Von dpa | 16.06.2016, 18:29 Uhr

Per Crashkurs zum Cop: Mehrere Bundesländer setzen Hilfspolizisten ein, um die Polizei zu entlasten. Dass sie sogar eine Pistolen tragen dürfen, halten Kritiker für bedenklich.

Bundesinnenminister T homas de Maizière (CDU) schlägt trotzdem vor, Wachpolizisten einzusetzen , um der steigenden Zahl von Wohnungseinbrüchen Herr zu werden. Hier ein Überblick über zentrale Fragen und Antworten.

Was unterscheidet Wachpolizisten von „richtigen Polizisten“?
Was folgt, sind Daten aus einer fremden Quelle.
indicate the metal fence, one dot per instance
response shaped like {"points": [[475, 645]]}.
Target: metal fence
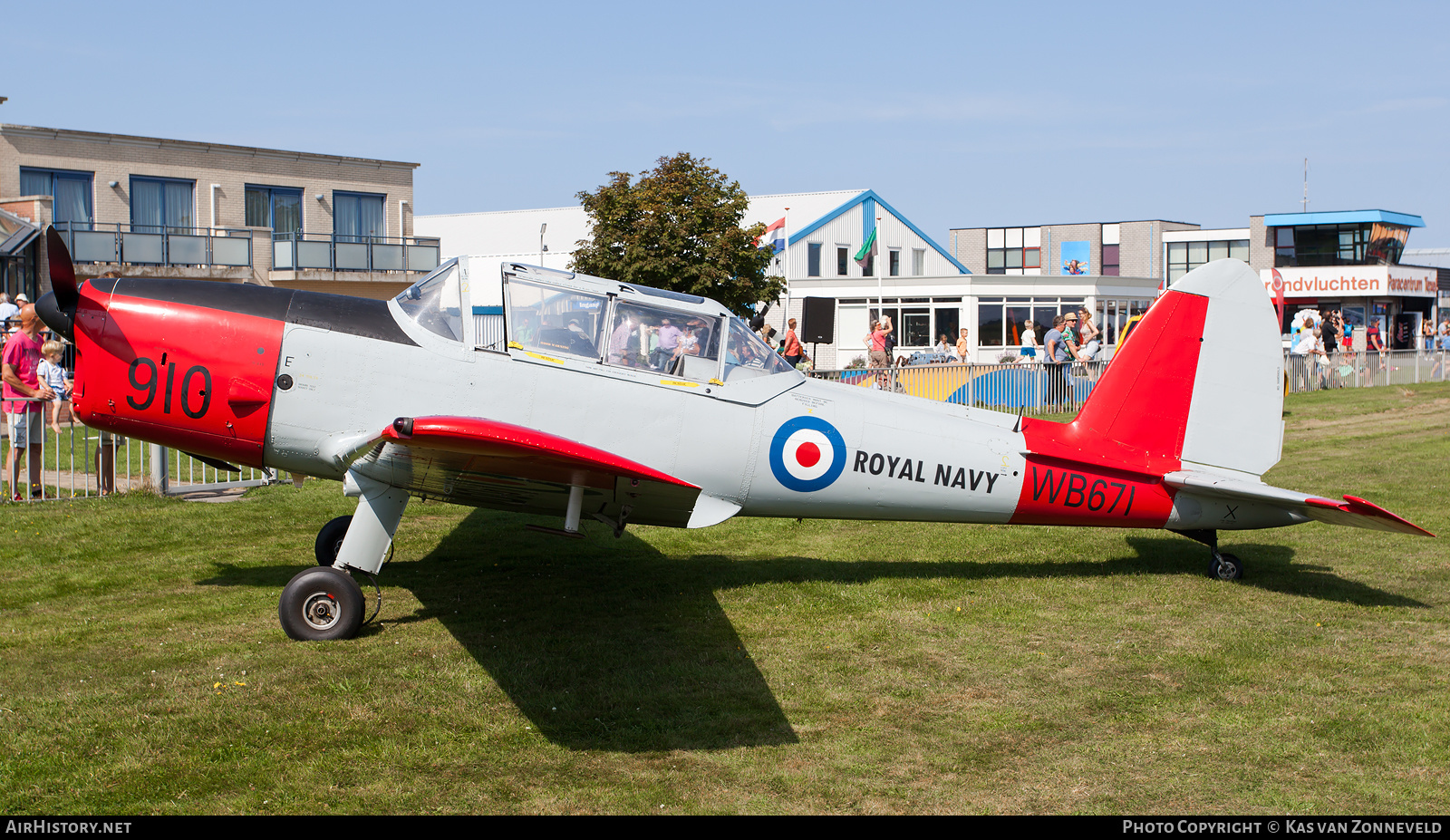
{"points": [[1036, 386], [1062, 388], [1369, 369], [344, 253], [76, 461], [157, 246]]}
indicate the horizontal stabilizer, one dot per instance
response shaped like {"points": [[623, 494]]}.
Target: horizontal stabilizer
{"points": [[1352, 511]]}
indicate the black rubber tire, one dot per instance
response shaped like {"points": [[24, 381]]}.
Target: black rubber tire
{"points": [[1225, 567], [321, 603], [330, 540]]}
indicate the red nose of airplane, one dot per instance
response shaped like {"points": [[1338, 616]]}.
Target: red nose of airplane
{"points": [[181, 363]]}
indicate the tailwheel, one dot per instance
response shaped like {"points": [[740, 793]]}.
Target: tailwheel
{"points": [[1225, 567], [330, 540], [321, 603]]}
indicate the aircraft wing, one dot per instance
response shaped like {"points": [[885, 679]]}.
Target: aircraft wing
{"points": [[497, 465], [1352, 511]]}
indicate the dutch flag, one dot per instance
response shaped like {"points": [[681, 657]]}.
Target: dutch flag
{"points": [[775, 236]]}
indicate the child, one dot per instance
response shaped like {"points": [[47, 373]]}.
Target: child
{"points": [[51, 373]]}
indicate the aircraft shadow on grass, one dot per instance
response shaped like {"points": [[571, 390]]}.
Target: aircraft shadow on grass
{"points": [[611, 644]]}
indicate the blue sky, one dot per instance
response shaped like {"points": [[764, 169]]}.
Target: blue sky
{"points": [[961, 115]]}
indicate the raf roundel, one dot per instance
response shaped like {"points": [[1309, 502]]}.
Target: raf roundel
{"points": [[807, 454]]}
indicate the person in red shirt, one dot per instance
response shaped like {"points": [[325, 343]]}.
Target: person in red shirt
{"points": [[25, 398], [794, 352]]}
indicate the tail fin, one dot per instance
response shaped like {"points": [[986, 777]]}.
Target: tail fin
{"points": [[1201, 381]]}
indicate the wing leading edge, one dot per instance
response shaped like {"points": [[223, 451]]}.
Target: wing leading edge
{"points": [[497, 465]]}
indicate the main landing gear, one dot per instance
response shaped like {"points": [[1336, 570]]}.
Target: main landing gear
{"points": [[325, 603], [1222, 566]]}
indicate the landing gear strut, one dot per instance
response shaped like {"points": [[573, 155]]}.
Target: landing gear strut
{"points": [[325, 603], [1222, 566]]}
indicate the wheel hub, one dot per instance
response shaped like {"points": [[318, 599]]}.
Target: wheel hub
{"points": [[321, 610]]}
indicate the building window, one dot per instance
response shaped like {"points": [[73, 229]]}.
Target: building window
{"points": [[72, 193], [276, 208], [1109, 250], [1184, 257], [159, 205], [1000, 321], [357, 217], [1355, 244], [947, 323], [1014, 251]]}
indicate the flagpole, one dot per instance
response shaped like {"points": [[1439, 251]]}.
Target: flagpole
{"points": [[785, 272], [876, 267]]}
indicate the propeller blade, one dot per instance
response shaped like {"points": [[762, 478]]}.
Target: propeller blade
{"points": [[222, 466], [63, 273]]}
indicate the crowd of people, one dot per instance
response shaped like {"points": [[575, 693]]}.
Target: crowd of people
{"points": [[31, 372]]}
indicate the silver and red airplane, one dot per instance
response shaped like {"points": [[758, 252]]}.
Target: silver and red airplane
{"points": [[550, 392]]}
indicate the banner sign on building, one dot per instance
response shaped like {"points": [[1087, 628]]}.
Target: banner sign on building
{"points": [[1077, 257], [1353, 282]]}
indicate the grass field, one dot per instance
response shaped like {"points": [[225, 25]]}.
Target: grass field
{"points": [[760, 666]]}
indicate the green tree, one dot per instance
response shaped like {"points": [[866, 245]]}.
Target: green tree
{"points": [[678, 228]]}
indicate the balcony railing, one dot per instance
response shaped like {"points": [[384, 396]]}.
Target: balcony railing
{"points": [[341, 253], [156, 246]]}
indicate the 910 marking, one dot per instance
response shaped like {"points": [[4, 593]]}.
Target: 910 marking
{"points": [[154, 378]]}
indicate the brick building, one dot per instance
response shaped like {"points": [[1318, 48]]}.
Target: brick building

Wachpolizisten verfügen in der Regel nur über eine kurze Ausbildung. Auch die Befugnisse und Einsatzgebiete unterscheiden sich. In Sachsen kommen Wachpolizisten grundsätzlich nur beim Objektschutz zum Einsatz - vor allem beim Bewachen von Flüchtlingsheimen. Unter anderem dürfen sie Personen befragen, durchsuchen, ihre Identität feststellen und in Gewahrsam nehmen und Platzverweise erteilen. In Baden-Württemberg haben die Polizeifreiwilligen Dritten gegenüber die Stellung von Polizisten und im Wesentlichen auch gleiche rechtliche Befugnisse. Jedoch dürfen sie wie auch in Sachsen und Hessen keine Ermittlungen führen. Zu den Aufgaben in Hessen gehört neben Streifendienst auch der Objektschutz und der Dienst im Straßenverkehr.

Welche Ausbildung haben Wachpolizisten?

Sachsen macht seine uniformierten Wachpolizisten binnen 12 Wochen für ihre Aufgabe fit, Hessen lässt sich zumindest 18 Wochen damit Zeit. Baden-Württemberg setzt für die Grundausbildung 84 Unterrichtsstunden an - inklusive Ausbildung an der Waffe. Allerdings müssen die Betroffenen hier pro Jahr 18 Stunden Weiterbildung absolvieren. In Sachsen sind die Hilfspolizisten mit Reizstoffen, Handschellen, Schlagstock und Pistole ausgerüstet. Auch in Baden-Württemberg und Hessen gehören Uniform und Waffe dazu. Bayern hat eine Sicherheitswacht mit derzeit 750 Personen. Sie ist mit Funkgeräten ausgestattet, aber nicht mit Schusswaffen. Hessen hat 500 Wachpolizisten im Einsatz und will noch in diesem Jahr 100 weitere einstellen. In Baden-Württemberg waren es zum Jahresende 2015 knapp 750 Freiwillige, Sachsen will insgesamt 550 Wachpolizisten ausbilden.

Warum sind Wachpolizisten umstritten?

CDU-geführte Länder stehen der Wachpolizei zustimmend gegenüber. Wo die SPD das Sagen hat, sind derartige Vorschläge kaum mehrheitsfähig. In Baden-Württemberg wollte die alte grün-rote Regierung das Programm mit den freiwilligen Polizisten eigentlich auslaufen lassen. Grün- Schwarz hat sich darauf geeinigt, es doch fortzuführen - auf neuer Grundlage. Umstritten ist vor allem das Tragen einer Waffe. Das ist ein Hauptkritikpunkt. Die SPD-Politikerin Christine Lambrecht hält es für bedenklich, dass in Sachsen Wachpolizisten schon nach zwölf Wochen eine scharfe Waffe bekommen: „Eine ausreichende Vorbereitung auf die Konfliktlagen und Herausforderungen im Einsatz ist in dieser kurzen Zeit überhaupt nicht zu leisten“, sagt sie.

Wie sieht die Zukunft der Wachpolizisten aus?

Das dürfte stark von der Inneren Sicherheit und der Gefährdungslage abhängen. In Sachsen war die Debatte entbrannt, als 2015 ständig Flüchtlingsunterkünfte attackiert wurden und die Belastung der Polizei rapide zunahm. SPD-geführte Länder wie Rheinland-Pfalz und Nordrhein-Westfalen stellten am Donnerstag klar, dass sie keine Wachpolizei haben wollen. „Polizeiarbeit braucht Profis und keine Amateure. In NRW wird es deshalb keine uniformierten und bewaffneten Polizisten zweiter Klasse geben“, sagte SPD-Innenminister Ralf Jäger.